YOUR SOLIN GENERATED RECIPE
Pan-Seared Tuna Patties with Roasted Root Vegetables
Flaky wild-caught tuna patties seared to a golden crisp and served alongside sweet, caramelized roasted carrots and parsnips.
INGREDIENTS
6 oz Canned wild-caught tuna
1 large Egg
1 tbsp Almond flour
1 tbsp Dijon mustard
0.5 tsp Sea salt
0.25 tsp Black pepper
1 tbsp Avocado oil
0.5 cup Carrots
0.5 cup Parsnips
1 tsp Dried thyme
PREPARATION
Preheat your oven to 400°F and line a baking sheet with parchment paper.
Toss the sliced carrots and parsnips with 0.5 tbsp of avocado oil, 1 tsp dried thyme, and 0.25 tsp of the sea salt.
Spread the vegetables in a single layer and roast for 20-25 minutes until tender and caramelized.
While the vegetables roast, combine the drained tuna, egg, almond flour, mustard, the remaining 0.25 tsp sea salt, and black pepper in a medium bowl.

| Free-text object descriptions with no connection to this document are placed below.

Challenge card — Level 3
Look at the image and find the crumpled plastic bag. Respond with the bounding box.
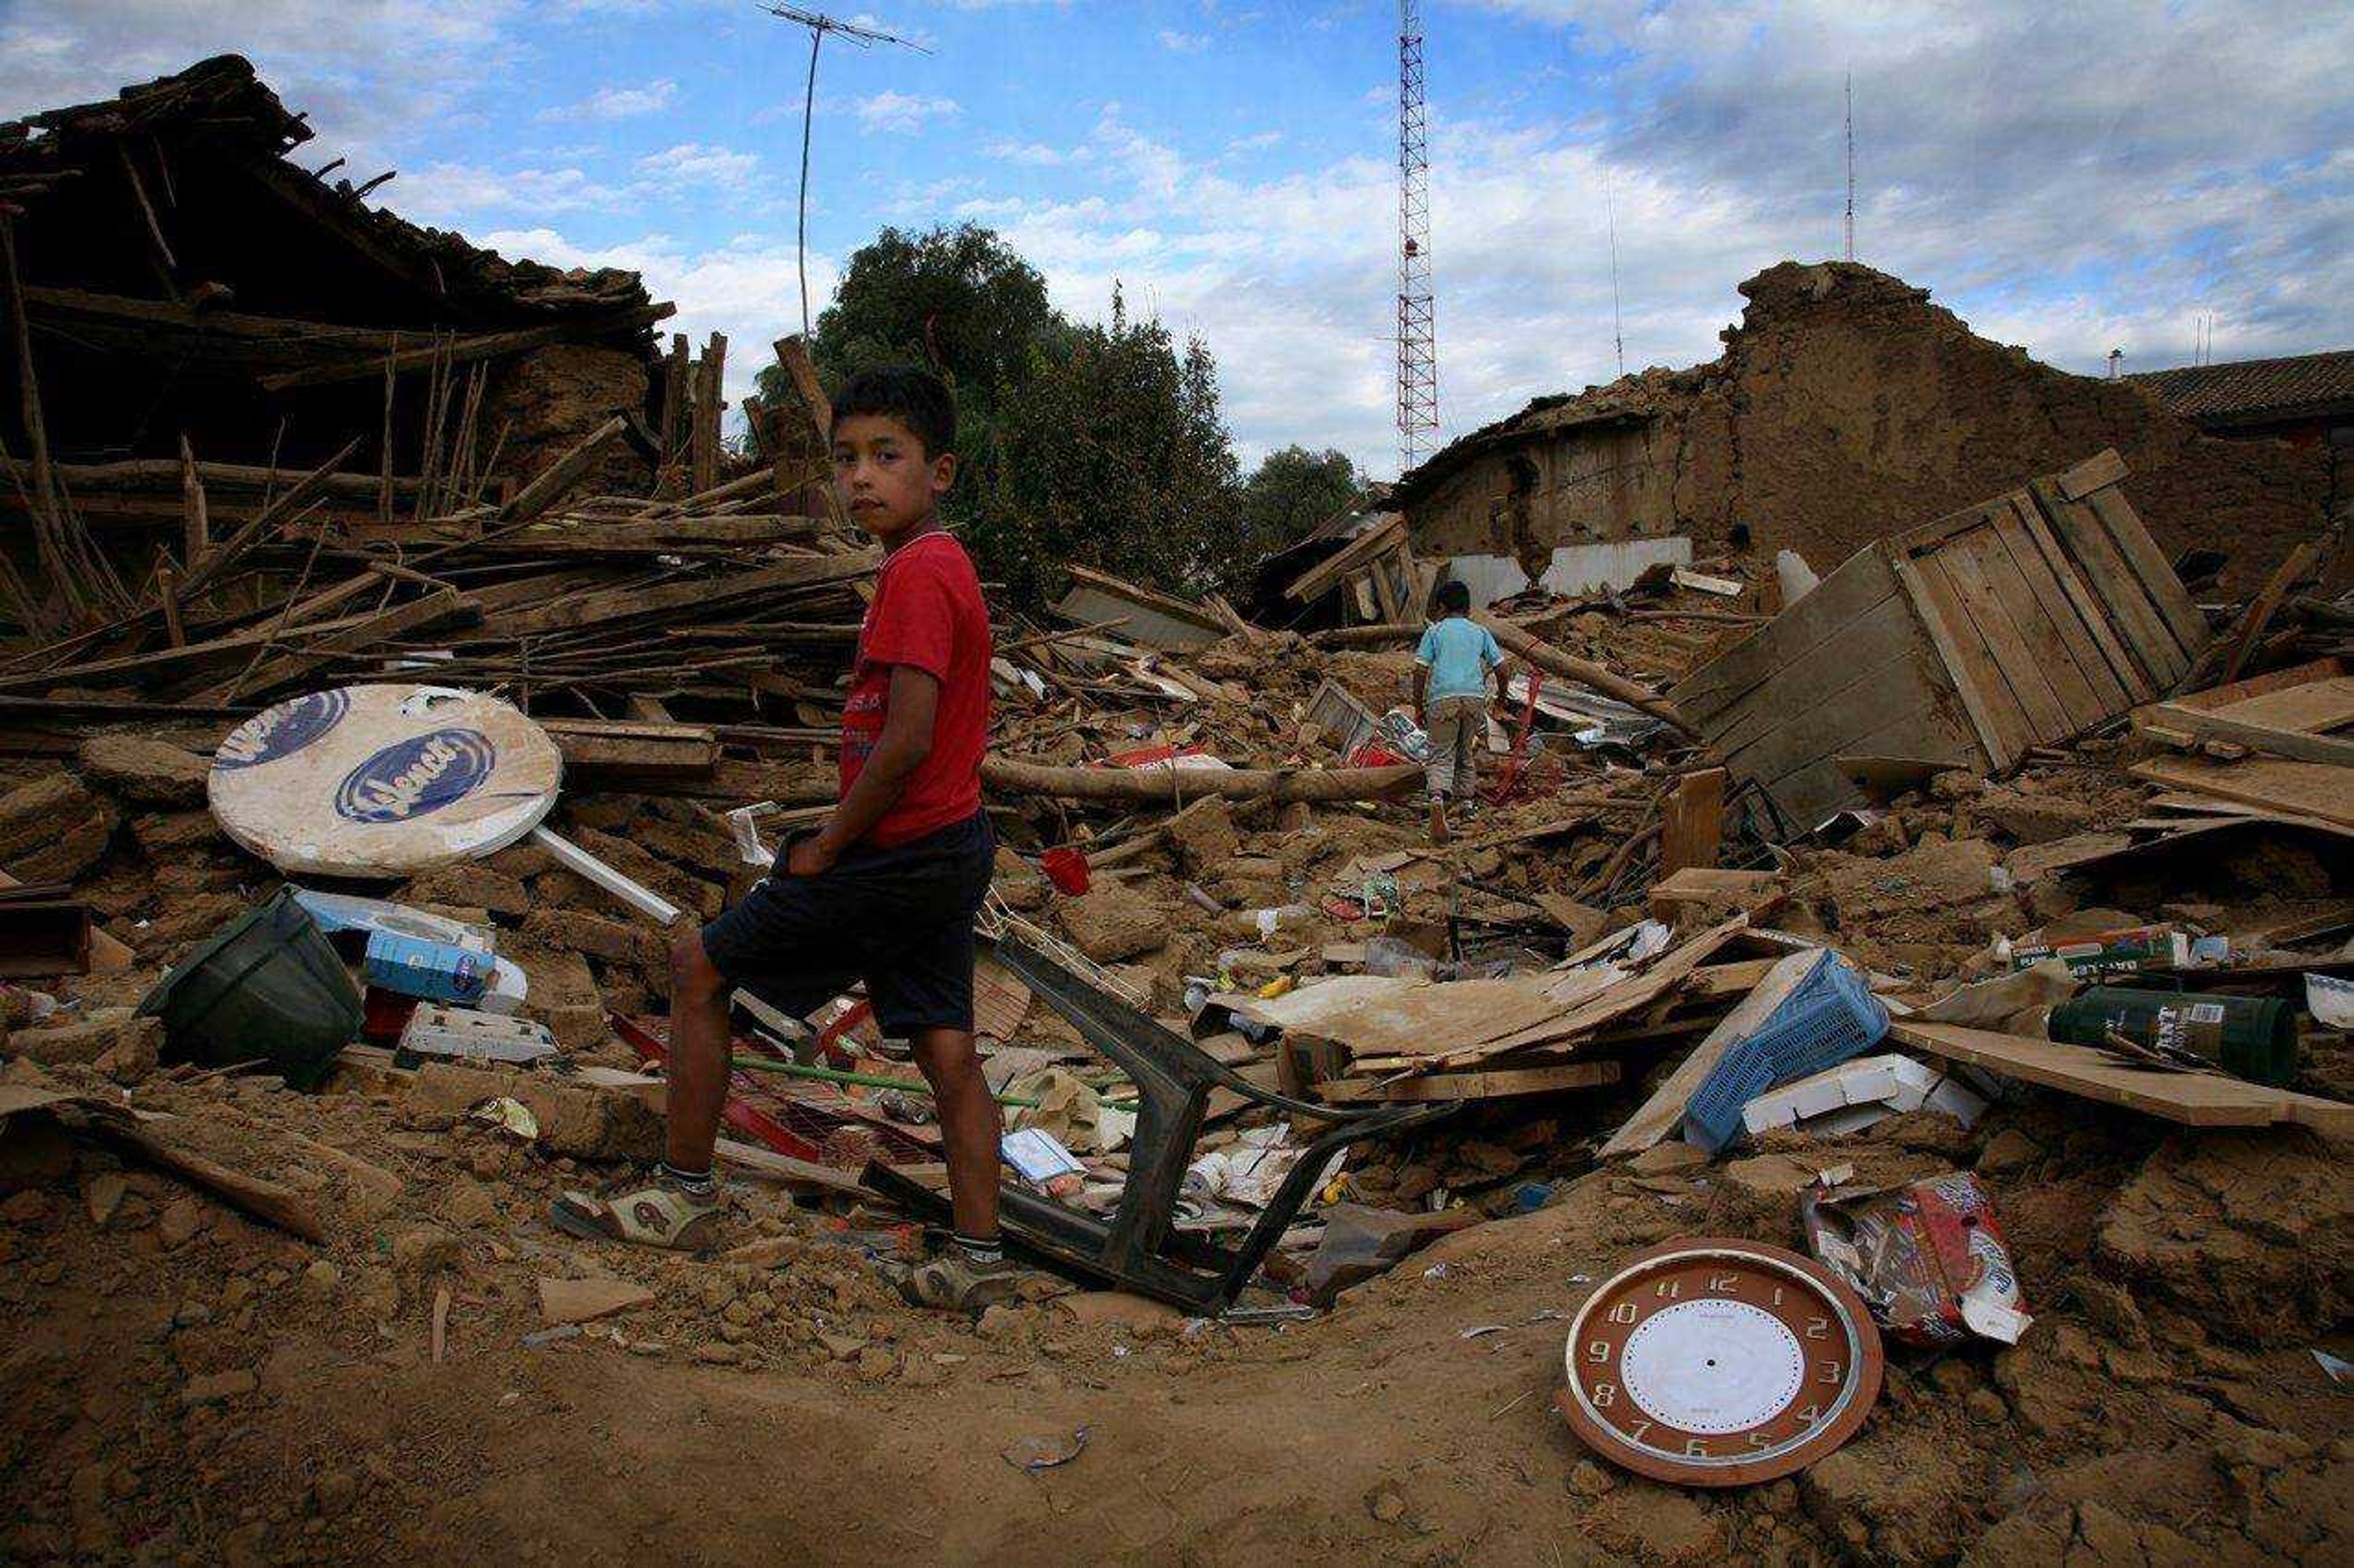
[1918,959,2077,1034]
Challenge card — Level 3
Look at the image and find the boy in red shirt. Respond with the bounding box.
[554,367,1017,1309]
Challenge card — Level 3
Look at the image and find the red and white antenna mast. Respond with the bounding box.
[1395,0,1438,476]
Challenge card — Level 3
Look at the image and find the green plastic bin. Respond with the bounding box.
[137,886,364,1089]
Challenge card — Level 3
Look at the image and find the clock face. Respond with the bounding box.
[1556,1238,1884,1487]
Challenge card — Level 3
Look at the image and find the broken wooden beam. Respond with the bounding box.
[982,756,1420,805]
[1474,611,1697,736]
[501,416,627,523]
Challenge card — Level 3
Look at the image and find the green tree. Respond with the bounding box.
[973,286,1244,604]
[1238,444,1360,558]
[755,223,1059,430]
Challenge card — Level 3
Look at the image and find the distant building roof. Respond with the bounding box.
[2127,349,2354,428]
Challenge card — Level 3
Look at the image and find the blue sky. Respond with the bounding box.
[6,2,2350,477]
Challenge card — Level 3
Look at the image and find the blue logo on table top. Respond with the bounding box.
[333,727,495,823]
[213,689,350,771]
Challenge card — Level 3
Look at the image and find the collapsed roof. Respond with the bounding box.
[1,55,669,478]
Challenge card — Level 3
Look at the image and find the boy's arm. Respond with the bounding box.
[1413,661,1430,727]
[789,664,938,874]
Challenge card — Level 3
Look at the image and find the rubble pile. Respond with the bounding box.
[0,60,2347,1553]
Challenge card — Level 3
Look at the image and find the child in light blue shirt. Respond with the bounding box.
[1413,580,1509,843]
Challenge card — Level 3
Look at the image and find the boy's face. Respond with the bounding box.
[831,413,954,544]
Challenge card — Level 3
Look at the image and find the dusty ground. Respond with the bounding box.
[3,1054,2348,1567]
[4,616,2350,1567]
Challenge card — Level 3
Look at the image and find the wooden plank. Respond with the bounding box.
[1889,1021,2353,1136]
[2028,478,2188,685]
[2169,656,2347,718]
[1892,552,2033,772]
[1648,867,1780,921]
[501,416,625,523]
[1439,918,1749,1068]
[1724,648,1954,793]
[1984,498,2126,723]
[1705,595,1938,758]
[2006,492,2152,705]
[1317,1060,1620,1103]
[1598,948,1827,1159]
[476,552,875,639]
[177,588,477,704]
[1659,767,1726,875]
[2129,756,2354,828]
[542,717,721,777]
[258,313,668,391]
[2134,700,2354,768]
[2217,541,2318,687]
[1930,527,2078,742]
[1666,549,1902,724]
[2082,485,2209,656]
[0,592,448,693]
[2053,447,2129,500]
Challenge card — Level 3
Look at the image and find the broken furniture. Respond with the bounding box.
[1669,450,2213,829]
[864,935,1457,1315]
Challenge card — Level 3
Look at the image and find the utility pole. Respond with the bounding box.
[763,6,929,338]
[1395,0,1438,476]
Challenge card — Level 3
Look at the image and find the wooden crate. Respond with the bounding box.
[1669,449,2210,829]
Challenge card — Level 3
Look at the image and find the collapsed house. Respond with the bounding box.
[0,56,704,612]
[0,64,2349,1563]
[1392,262,2341,600]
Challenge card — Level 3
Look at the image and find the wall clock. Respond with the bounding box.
[1556,1238,1884,1486]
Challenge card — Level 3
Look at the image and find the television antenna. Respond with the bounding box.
[1606,171,1626,377]
[1395,0,1438,476]
[763,5,931,337]
[1843,70,1856,262]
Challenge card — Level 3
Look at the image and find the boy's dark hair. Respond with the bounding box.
[831,365,956,458]
[1436,579,1472,614]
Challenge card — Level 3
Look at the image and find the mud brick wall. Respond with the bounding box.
[482,345,654,500]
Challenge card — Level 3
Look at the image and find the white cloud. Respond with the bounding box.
[636,142,763,188]
[853,90,962,133]
[537,78,677,122]
[396,162,625,221]
[984,140,1092,167]
[1157,29,1208,53]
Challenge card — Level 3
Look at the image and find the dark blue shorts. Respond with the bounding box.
[699,812,996,1037]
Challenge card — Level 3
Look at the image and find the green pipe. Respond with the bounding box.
[729,1053,1138,1113]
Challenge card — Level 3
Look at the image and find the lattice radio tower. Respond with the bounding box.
[1395,0,1438,476]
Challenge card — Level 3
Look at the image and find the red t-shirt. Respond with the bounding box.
[839,530,992,847]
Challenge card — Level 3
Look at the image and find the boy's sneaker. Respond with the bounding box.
[895,1248,1034,1312]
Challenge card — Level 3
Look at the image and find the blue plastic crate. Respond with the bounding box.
[1681,950,1890,1152]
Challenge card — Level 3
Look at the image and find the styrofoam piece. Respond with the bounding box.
[398,1003,558,1065]
[208,685,562,877]
[292,889,493,953]
[1741,1052,1987,1139]
[481,957,527,1016]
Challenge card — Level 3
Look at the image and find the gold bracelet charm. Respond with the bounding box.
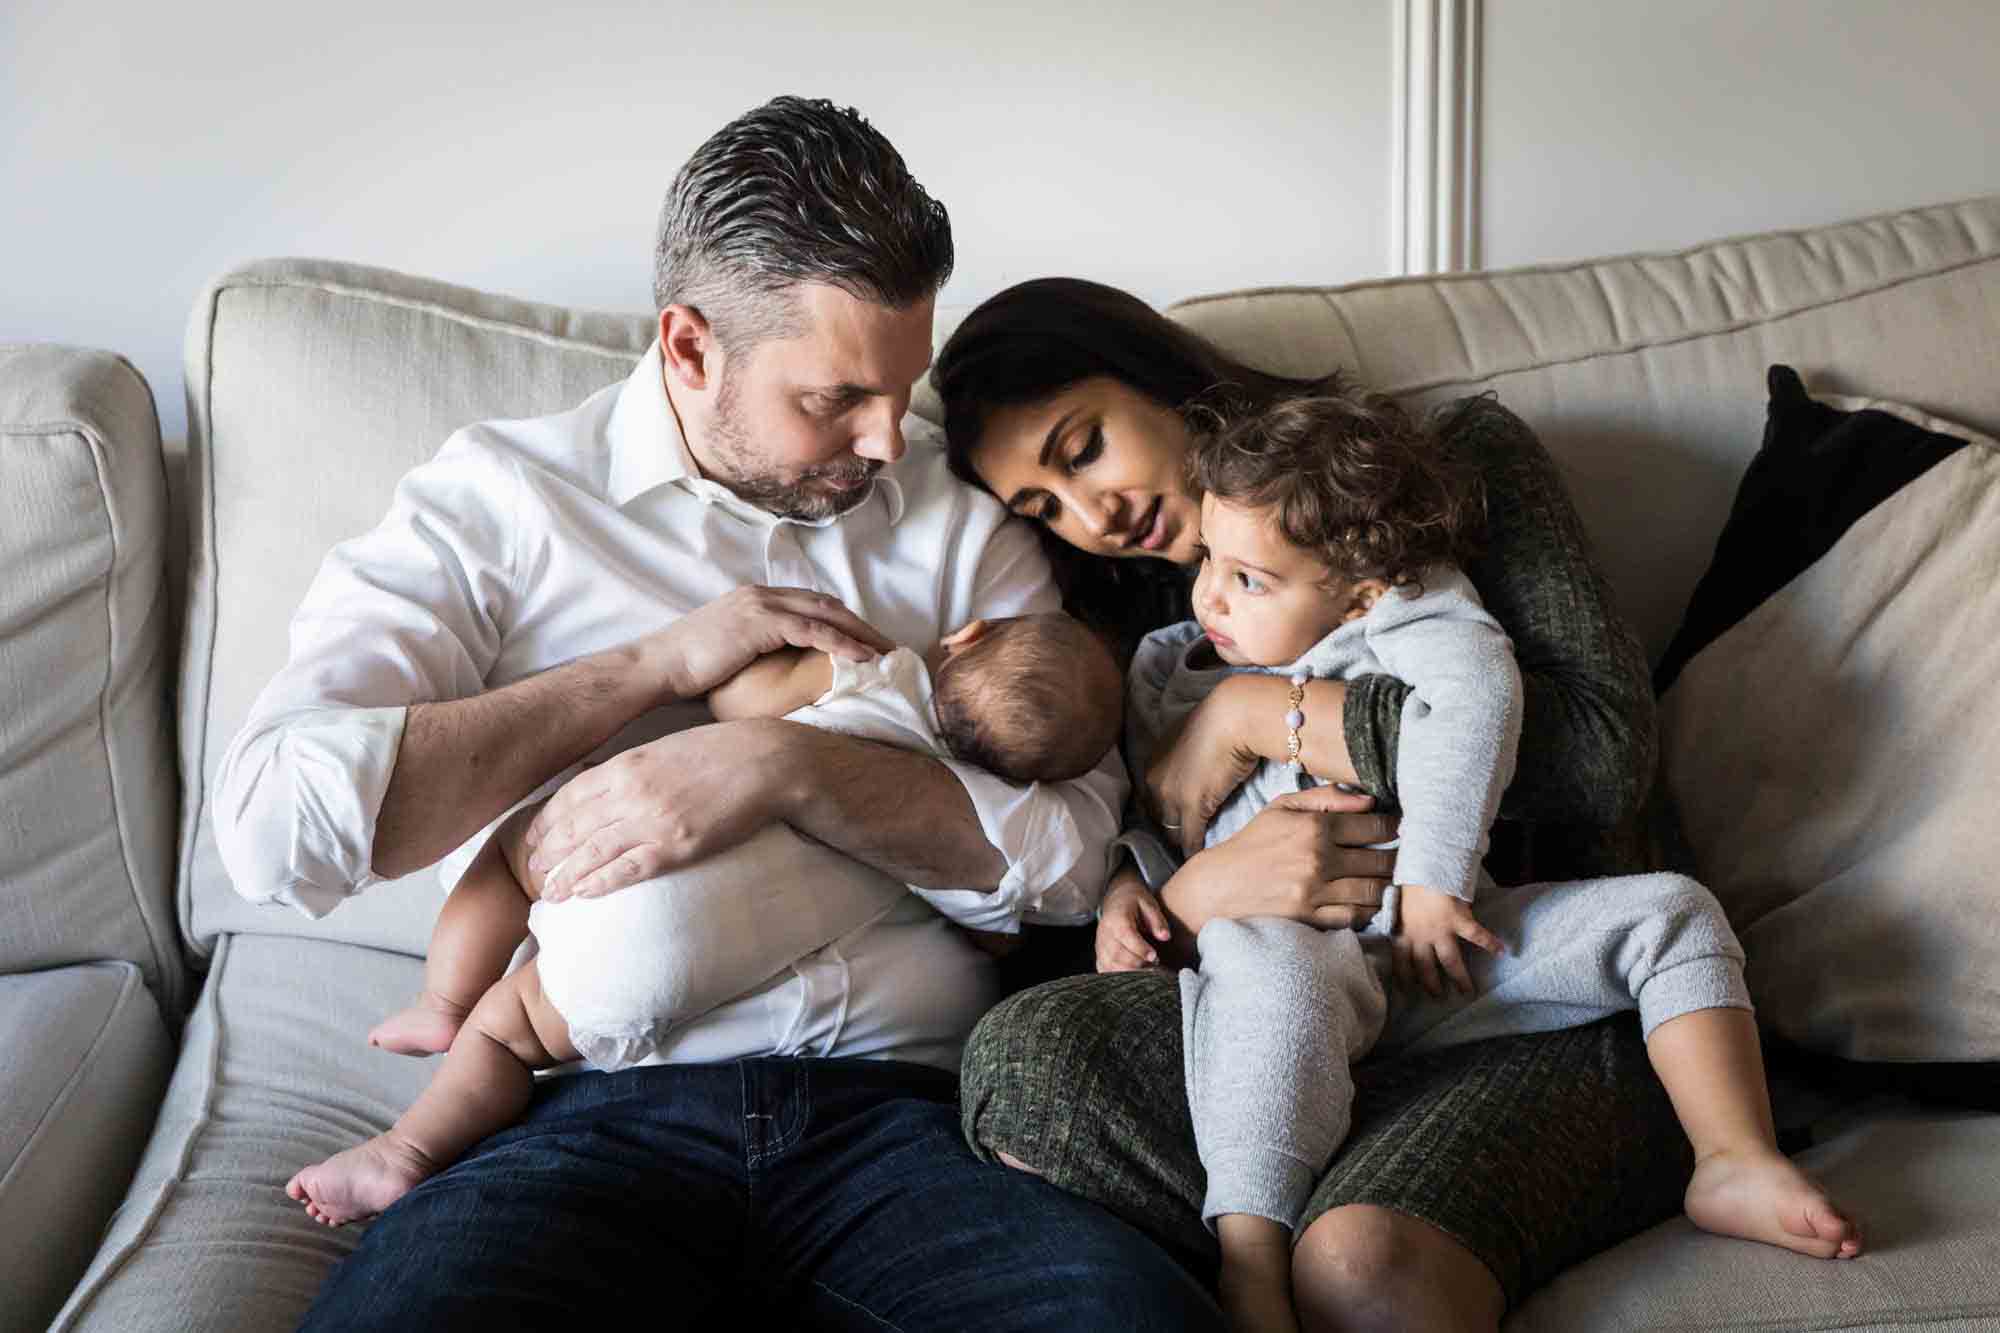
[1285,672,1308,773]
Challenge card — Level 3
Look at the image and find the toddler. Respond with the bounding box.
[1102,396,1861,1333]
[288,610,1122,1226]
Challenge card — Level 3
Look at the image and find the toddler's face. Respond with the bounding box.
[1191,495,1376,667]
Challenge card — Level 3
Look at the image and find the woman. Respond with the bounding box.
[939,278,1688,1332]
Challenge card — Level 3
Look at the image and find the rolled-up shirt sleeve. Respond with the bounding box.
[212,431,521,917]
[911,511,1127,931]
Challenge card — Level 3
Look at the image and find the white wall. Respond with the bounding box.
[7,1,1998,445]
[1482,0,2000,267]
[0,0,1390,441]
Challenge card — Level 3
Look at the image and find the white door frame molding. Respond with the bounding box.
[1390,0,1481,274]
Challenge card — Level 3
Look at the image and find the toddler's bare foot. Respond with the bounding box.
[1685,1147,1863,1259]
[368,992,471,1056]
[1216,1215,1301,1333]
[286,1133,436,1227]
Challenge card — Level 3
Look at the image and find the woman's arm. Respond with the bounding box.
[1343,396,1655,828]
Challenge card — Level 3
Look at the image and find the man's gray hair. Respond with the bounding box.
[653,96,954,349]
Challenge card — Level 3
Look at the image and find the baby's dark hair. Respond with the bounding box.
[1190,391,1484,590]
[932,613,1123,782]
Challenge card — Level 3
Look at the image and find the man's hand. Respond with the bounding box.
[1391,884,1504,998]
[1096,878,1172,972]
[1159,786,1396,938]
[521,719,795,901]
[654,586,892,703]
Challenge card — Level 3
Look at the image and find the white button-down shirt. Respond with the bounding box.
[213,342,1125,1070]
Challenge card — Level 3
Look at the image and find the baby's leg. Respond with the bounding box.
[1384,871,1861,1259]
[1655,1006,1862,1258]
[291,962,579,1226]
[1182,917,1387,1333]
[372,823,537,1055]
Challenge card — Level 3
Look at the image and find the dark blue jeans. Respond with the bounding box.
[301,1056,1220,1331]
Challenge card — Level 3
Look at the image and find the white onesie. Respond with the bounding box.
[528,647,951,1070]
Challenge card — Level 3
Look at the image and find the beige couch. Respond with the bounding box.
[6,195,1998,1331]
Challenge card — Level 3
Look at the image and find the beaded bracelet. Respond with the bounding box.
[1284,671,1308,773]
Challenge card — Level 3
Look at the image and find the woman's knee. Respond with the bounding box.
[1293,1205,1503,1333]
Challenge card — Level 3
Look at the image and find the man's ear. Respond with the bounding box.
[658,305,716,391]
[939,619,991,655]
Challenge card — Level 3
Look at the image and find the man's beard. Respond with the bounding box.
[704,373,879,522]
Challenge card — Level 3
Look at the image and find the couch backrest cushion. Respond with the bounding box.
[179,262,653,956]
[0,345,185,1009]
[1166,195,2000,662]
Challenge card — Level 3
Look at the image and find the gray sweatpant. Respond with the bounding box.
[1180,871,1749,1229]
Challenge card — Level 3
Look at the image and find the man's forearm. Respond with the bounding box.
[773,723,1007,890]
[371,642,667,878]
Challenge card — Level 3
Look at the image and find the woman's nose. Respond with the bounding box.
[1055,482,1117,540]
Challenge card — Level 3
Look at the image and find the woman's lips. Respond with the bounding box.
[1135,498,1169,551]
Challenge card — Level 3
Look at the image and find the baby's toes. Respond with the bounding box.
[1811,1198,1863,1255]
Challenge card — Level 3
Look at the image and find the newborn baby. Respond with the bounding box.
[289,611,1123,1226]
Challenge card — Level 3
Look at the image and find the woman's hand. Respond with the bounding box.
[1146,678,1265,858]
[1158,786,1396,938]
[1147,674,1354,857]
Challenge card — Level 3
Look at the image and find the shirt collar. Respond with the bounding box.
[605,339,906,527]
[606,341,696,505]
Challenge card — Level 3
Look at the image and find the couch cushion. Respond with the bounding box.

Form the mixture into two thick patties, pressing firmly so they hold their shape.
Heat the remaining 0.5 tbsp of avocado oil in a non-stick skillet over medium-high heat.
Sear the tuna patties for 3 to 4 minutes per side until a golden-brown crust forms.
Serve the hot patties alongside the roasted root vegetables and enjoy immediately.